Alice Feiring is a wine writer and blogger. Based on her website, it appears as though she is also available as a consultant – or as she puts it, “wine girl for hire”. The book is about her search for wines that truly reflect their place and are a true representation of the terroir, land and, to a slight extent, their wine makers. She searches for unmodified and undoctored wines. No added tannins, false yeasts or magical powders.
The “Parkerization” that she refers to is the influence of Robert Parker Jr. who is generally considered to have the most influential palate in the wine industry. Robert Parker is the individual who determined the 100 point ranking system of wines that allowed critics to grade wines as if they were a school project. He has published the Wine Advocate since 1978… for an example of the scope of his magazine, Robert Parker is said to taste up to 10,000 wines per year!
Critics of Robert Parker and the Wine Advocate often say that he prefers highly alcoholic, fruit laden wines. This includes big California and Australian wines – “fruit bombs” as others have disparagingly referred to them. There have also been accusations circulating through the wine world that many winemakers will doctor their wines in order to appeal specifically to his palate. A high Parker score is a guarantee that the wine will sell. I’m completely intrigued by the idea that one person can have so much influence over wine, which is a subjective matter, and will probably talk more about Robert Parker later!
The book, meanwhile, simply details Alice Feiring’s journey throughout the wine world. She goes to underground, “rogue” wine fairs in Europe, visiting with winemakers who prefer to stick to traditional, historical vineyard practices. She discusses biodynamics and organic winemaking and the dangers of them becoming nothing more than a marketing tool.
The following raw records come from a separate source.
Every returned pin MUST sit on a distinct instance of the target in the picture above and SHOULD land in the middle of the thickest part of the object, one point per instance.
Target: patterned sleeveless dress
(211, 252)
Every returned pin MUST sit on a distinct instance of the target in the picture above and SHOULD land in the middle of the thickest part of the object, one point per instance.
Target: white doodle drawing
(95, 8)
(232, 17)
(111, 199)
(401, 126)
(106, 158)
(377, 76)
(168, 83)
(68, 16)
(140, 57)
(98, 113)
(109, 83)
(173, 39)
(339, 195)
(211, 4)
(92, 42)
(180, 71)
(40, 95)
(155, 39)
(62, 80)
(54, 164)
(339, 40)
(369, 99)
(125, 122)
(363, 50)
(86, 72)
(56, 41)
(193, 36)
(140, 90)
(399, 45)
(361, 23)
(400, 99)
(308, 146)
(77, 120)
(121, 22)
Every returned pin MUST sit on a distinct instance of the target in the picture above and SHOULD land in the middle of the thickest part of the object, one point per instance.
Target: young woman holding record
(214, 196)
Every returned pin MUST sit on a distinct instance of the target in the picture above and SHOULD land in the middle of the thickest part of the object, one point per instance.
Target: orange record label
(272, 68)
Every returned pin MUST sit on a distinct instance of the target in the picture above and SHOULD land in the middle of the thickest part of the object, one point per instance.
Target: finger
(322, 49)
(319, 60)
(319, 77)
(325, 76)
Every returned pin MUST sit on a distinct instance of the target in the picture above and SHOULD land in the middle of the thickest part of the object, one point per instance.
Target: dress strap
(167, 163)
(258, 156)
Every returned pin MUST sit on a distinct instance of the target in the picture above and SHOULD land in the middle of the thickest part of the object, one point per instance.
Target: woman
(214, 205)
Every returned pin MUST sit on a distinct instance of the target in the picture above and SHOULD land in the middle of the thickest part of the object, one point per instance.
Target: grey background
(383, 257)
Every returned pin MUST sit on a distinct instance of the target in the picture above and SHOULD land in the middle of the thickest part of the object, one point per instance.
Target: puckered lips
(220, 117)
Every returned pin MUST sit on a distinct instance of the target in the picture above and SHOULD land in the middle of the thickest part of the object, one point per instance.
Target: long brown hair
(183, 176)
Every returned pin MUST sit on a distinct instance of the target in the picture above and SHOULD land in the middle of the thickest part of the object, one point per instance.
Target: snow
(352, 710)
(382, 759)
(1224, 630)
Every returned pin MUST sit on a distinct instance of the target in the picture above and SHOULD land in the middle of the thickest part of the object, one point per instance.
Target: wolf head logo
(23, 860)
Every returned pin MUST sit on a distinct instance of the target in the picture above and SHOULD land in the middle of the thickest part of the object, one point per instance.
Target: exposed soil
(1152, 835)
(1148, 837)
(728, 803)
I was completely interested in her visit to UC Davis and their winemaking institute as she discussed her winemaking theories with professors from what is, arguably, one of the most prestigious educational institutions in the wine world. Finally, Alice Feiring had a few run-ins with Robert Parker that are carefully detailed within the pages of her book.
I really enjoyed this book and found that I learned a lot. The only thing that I didn’t love, however, was how adamant she was sometimes. I actually found myself feeling slightly sympathetic towards some of her interview subjects as she went into her interviews with her mind completely made up. Readers should take note that this is an extremely passionate book, which is why it reads so fantastically, but it’s definitely not an unbiased opinion with regards to winemaking methods.
Unfortunately it has made me want to search out some of the wines she has described! We’ll have to see how that goes.